À la Greenland Girls School, dans le comté de Kajiado au Kenya, de jeunes mères poursuivent leur scolarité avec détermination. Dans les salles de classe, elles s’investissent pleinement dans leurs études tout en assumant leur rôle de parent.
Kenya : une école de la seconde chance pour les mères adolescentes
Parmi elles, Valérie Wairimu, 19 ans, ne profite pas des pauses comme les autres élèves. Pendant la récréation, elle prend rapidement un en-cas avant de rejoindre son fils, Kayden Damien, qu’elle nourrit entre deux cours.
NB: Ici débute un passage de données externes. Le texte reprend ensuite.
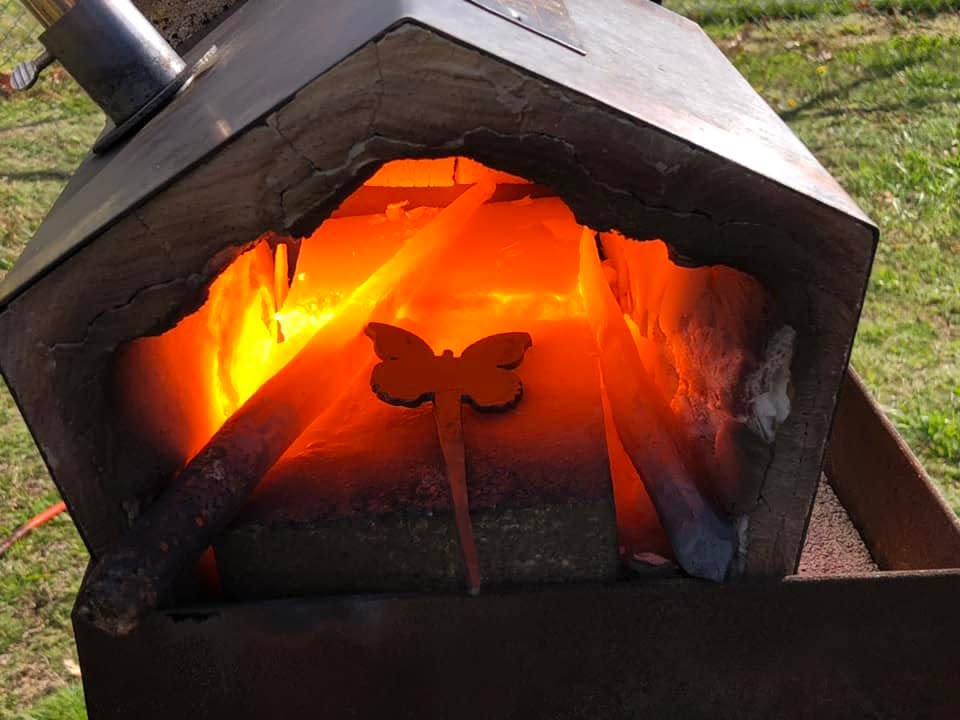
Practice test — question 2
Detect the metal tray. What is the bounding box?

Elle explique qu’après avoir découvert sa grossesse, elle ne savait pas vers qui se tourner, jusqu’à ce qu’elle apprenne l’existence de cette école dédiée aux mères adolescentes.
Avec ses 310 élèves et plus de 80 enfants, l’établissement offre une seconde chance à ces jeunes filles, loin de la stigmatisation. Selon son directeur, Paul Mukilya, beaucoup d’entre elles sont rejetées par leur famille et leur communauté en raison de leur grossesse précoce, ce qui rend leur parcours encore plus difficile.
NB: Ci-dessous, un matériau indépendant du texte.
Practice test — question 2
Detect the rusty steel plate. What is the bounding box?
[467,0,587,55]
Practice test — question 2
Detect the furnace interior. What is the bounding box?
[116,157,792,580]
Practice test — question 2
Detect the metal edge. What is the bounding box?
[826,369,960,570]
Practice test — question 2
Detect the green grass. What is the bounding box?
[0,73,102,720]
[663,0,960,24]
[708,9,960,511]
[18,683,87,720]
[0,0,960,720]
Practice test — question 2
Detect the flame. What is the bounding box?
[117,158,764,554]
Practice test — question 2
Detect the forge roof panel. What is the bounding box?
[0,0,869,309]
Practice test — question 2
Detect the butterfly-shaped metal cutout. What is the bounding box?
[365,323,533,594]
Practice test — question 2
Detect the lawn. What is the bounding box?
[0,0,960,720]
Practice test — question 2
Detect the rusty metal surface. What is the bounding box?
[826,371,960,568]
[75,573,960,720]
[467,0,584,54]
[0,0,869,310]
Au Kenya, l’accès à l’éducation pour les mères adolescentes reste un défi majeur, dans un contexte de forte croissance de la population jeune. En 2024, plus de 125 000 naissances concernaient des adolescentes de moins de 19 ans, d’après les statistiques nationales.
Pour le Dr Githinji Gitahi, directeur général d’Amref Health Africa, chaque jeune fille ayant interrompu sa scolarité en raison d’une grossesse devrait pouvoir réintégrer le système éducatif. Il souligne l’importance de soutenir ce type d’écoles, qui contribuent à réduire les inégalités et à compléter les politiques publiques existantes.
Fondée en 2015, la Greenland Girls School a déjà permis à des centaines de jeunes femmes de se reconstruire et d’accéder à des carrières, notamment dans la fonction publique et le secteur médical. Face à ce succès, un second campus a été ouvert dans le comté de Kilifi, renforçant un modèle appelé à se développer.